L'Événement Anthropocène, La Terre, l'histoire et nous

Jean-Baptiste Fressoz, Christophe Bonneuil

Points

  • Conseillé par
    25 février 2020

    Nous avons fait fausse route...

    L’événement Anthropocène est écrit à quatre mains, par deux historiens qui ont toujours concilié regards historique et scientifique. Paru en 2013 et revu en 2016, devenu depuis une référence, il trace un chemin qui va d’hier à demain. L’anthropocène est l’ère dans laquelle nous sommes entrés depuis deux siècles et demi sans doute, « ce moment bref et exceptionnel de croissance industrielle », pendant lequel l’être humain a marqué durablement la planète ; le terme « événement », au sens de « ce qui est arrivé », signifie bien la « rupture irréversible qui est derrière nous ».
    On pourrait se lamenter et se laisser aller cyniquement à l’effondrement : le premier livre de Jean-Baptiste Fressoz s’intitulait d’ailleurs « L’Apocalypse joyeuse » … Mais comprendre, c’est le premier degré de l’action. Les auteurs s’appuient donc sur des données très nombreuses, sur une bibliographie ample et transdisciplinaire pour documenter cet anthropocène. Par exemple ceci : nous connaissons les méfaits de la colonisation, mais il n’est pas indifférent de savoir, chiffres à l’appui, que l’occident a littéralement vidé de leur substance les pays périphériques, déplaçant dès le XIXe siècle son empreinte écologique dans ces pays dominés.
    Mais surtout, en bons chercheurs, ils ont à cœur de discuter la notion, de la soumettre à de multiples regards.
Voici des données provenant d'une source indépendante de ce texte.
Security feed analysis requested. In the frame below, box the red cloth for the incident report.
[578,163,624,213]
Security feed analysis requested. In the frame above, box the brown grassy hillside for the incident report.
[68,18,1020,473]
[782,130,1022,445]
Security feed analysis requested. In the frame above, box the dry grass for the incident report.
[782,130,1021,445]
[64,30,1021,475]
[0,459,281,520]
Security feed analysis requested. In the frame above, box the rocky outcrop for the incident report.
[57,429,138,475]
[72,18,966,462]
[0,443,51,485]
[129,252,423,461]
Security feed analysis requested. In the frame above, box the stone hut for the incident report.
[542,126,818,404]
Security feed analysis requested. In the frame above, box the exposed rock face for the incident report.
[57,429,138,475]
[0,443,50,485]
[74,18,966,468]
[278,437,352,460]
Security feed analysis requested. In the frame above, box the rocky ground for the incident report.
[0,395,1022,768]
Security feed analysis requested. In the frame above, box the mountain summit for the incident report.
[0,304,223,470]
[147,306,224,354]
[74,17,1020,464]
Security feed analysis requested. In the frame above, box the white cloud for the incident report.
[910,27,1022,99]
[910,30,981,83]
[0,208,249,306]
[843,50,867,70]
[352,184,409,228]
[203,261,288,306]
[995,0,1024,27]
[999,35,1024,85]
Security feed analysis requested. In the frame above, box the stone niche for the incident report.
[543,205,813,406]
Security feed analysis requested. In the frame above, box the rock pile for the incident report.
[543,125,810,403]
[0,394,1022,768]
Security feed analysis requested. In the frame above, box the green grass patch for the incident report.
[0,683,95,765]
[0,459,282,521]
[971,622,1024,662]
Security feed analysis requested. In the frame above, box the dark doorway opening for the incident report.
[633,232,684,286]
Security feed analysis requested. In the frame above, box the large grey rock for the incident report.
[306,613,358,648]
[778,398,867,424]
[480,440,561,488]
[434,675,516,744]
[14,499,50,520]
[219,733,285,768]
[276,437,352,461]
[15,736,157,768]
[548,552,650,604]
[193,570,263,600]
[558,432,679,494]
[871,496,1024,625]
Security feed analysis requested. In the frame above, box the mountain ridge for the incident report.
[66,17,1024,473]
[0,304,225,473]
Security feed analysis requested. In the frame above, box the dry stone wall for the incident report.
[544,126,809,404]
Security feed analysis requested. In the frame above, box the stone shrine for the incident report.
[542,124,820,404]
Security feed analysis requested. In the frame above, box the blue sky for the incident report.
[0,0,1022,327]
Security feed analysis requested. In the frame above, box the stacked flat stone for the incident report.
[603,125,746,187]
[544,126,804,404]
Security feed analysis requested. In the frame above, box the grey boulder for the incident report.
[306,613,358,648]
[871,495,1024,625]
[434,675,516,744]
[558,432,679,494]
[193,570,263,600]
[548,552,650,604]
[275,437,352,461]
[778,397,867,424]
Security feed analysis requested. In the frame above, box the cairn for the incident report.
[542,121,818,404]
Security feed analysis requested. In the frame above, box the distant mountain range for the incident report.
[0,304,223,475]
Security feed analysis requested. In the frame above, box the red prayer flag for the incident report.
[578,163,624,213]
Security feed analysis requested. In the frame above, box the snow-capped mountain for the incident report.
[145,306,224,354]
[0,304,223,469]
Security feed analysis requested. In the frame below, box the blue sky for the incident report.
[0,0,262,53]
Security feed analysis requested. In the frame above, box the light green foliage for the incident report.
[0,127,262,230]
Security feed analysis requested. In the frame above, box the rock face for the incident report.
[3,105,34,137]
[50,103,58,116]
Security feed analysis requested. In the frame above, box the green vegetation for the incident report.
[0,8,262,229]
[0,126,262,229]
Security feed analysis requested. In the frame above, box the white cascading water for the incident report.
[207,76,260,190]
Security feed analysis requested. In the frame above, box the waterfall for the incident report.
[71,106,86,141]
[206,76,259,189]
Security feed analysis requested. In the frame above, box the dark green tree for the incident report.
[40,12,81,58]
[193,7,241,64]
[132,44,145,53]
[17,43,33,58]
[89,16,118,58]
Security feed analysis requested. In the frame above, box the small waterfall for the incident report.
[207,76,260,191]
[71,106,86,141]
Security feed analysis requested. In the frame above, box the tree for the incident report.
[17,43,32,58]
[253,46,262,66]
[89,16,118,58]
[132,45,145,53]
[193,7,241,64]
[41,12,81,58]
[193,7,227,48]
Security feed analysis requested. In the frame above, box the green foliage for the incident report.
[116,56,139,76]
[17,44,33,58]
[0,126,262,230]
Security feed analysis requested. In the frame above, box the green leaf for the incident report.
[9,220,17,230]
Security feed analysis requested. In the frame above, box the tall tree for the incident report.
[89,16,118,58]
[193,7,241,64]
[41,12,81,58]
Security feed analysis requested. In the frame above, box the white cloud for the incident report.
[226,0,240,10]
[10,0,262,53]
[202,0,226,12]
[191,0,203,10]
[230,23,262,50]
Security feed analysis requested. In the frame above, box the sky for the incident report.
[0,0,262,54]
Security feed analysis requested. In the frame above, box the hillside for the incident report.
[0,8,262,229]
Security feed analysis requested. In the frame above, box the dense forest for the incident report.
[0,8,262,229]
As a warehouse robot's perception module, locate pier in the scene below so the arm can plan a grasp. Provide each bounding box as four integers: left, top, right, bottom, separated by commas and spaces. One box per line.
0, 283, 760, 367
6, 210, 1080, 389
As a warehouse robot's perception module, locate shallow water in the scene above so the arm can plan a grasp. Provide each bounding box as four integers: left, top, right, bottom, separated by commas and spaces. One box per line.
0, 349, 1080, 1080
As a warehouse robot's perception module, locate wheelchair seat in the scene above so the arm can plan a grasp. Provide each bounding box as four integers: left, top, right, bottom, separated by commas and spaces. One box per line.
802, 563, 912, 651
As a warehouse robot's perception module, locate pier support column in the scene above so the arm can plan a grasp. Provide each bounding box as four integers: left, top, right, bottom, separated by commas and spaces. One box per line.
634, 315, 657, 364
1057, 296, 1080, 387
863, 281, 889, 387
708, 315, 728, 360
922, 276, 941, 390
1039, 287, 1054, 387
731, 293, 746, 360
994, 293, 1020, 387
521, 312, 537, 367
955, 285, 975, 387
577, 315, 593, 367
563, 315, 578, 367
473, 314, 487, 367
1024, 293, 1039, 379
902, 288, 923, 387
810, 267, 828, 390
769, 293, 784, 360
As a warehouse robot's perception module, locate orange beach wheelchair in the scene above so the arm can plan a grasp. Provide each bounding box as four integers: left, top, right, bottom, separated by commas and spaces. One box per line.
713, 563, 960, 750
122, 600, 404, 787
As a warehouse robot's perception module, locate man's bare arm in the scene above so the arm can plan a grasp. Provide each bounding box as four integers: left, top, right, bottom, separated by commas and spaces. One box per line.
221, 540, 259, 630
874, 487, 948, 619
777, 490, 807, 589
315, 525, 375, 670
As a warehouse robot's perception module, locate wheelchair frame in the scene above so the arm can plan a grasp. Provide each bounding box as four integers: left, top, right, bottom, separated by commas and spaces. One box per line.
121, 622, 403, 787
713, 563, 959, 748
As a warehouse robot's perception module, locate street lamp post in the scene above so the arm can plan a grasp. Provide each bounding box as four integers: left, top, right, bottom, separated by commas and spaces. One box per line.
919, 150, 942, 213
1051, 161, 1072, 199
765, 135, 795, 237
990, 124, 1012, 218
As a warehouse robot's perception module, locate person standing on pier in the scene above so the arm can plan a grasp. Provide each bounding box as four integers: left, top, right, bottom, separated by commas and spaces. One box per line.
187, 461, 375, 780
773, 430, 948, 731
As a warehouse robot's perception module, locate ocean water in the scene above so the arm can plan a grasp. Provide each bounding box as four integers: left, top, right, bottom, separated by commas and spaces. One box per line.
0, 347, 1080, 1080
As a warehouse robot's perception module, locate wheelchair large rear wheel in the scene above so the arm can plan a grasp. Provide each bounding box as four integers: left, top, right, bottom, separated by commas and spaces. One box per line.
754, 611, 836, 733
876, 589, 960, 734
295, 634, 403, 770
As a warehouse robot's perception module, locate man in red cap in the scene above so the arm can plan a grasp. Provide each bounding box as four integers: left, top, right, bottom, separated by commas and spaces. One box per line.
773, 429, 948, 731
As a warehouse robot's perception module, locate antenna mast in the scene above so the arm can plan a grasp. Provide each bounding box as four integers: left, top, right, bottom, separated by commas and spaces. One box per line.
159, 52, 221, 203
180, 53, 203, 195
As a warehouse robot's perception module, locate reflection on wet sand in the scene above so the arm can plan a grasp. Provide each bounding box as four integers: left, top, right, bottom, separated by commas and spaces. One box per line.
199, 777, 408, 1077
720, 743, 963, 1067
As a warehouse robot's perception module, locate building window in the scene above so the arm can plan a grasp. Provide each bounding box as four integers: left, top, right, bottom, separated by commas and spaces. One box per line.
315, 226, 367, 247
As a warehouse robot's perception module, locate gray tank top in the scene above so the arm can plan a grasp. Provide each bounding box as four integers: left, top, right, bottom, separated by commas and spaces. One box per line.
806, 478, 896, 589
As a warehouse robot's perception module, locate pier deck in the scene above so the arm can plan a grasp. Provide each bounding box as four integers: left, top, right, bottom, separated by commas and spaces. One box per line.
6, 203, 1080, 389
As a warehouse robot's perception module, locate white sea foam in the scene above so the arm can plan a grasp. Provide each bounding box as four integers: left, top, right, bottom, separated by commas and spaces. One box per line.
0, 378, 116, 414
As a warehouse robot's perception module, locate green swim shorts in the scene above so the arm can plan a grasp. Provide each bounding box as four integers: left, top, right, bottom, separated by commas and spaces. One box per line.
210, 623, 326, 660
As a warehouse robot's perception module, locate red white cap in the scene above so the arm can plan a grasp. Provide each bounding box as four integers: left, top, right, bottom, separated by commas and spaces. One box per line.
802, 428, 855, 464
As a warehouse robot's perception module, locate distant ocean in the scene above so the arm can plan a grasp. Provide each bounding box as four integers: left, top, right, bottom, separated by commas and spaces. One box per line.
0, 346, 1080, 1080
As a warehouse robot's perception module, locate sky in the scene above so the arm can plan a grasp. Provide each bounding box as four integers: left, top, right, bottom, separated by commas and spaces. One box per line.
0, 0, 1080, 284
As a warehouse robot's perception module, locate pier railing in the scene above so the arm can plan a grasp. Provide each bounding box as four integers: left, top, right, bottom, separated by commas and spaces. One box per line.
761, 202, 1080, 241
Ils proposent ainsi d’autres appellations : on pourra citer le « thanatocène », qui met en lumière la portée éminemment destructrice du complexe militaro-industriel ; ou le « capitalocène », qui retrace les liens étroits entre la recherche du profit et la dégradation du système-Terre.
    Enfin, ils mettent en garde contre les utilisations dévoyées de cette notion : un nouveau pouvoir technico-scientifique s’en emparerait pour imposer « un géogouvernement des savants » à une population anesthésiée. Aujourd’hui, le danger serait de croire au grand récit naïf d’une prise de conscience, après des siècles d’ignorance ; là encore, un regard historique montre que les luttes contre l’appropriation du monde ont toujours existé. La question n’est donc pas : pourquoi n'avons-nous pas agi ? mais : pourquoi et comment ont été étouffées les voix nombreuses qui nous alertaient ? Un livre politique, donc. Riche, construit, étayé, bien écrit et très clair pour peu qu’on s’en donne la peine : un livre qui ouvre les yeux.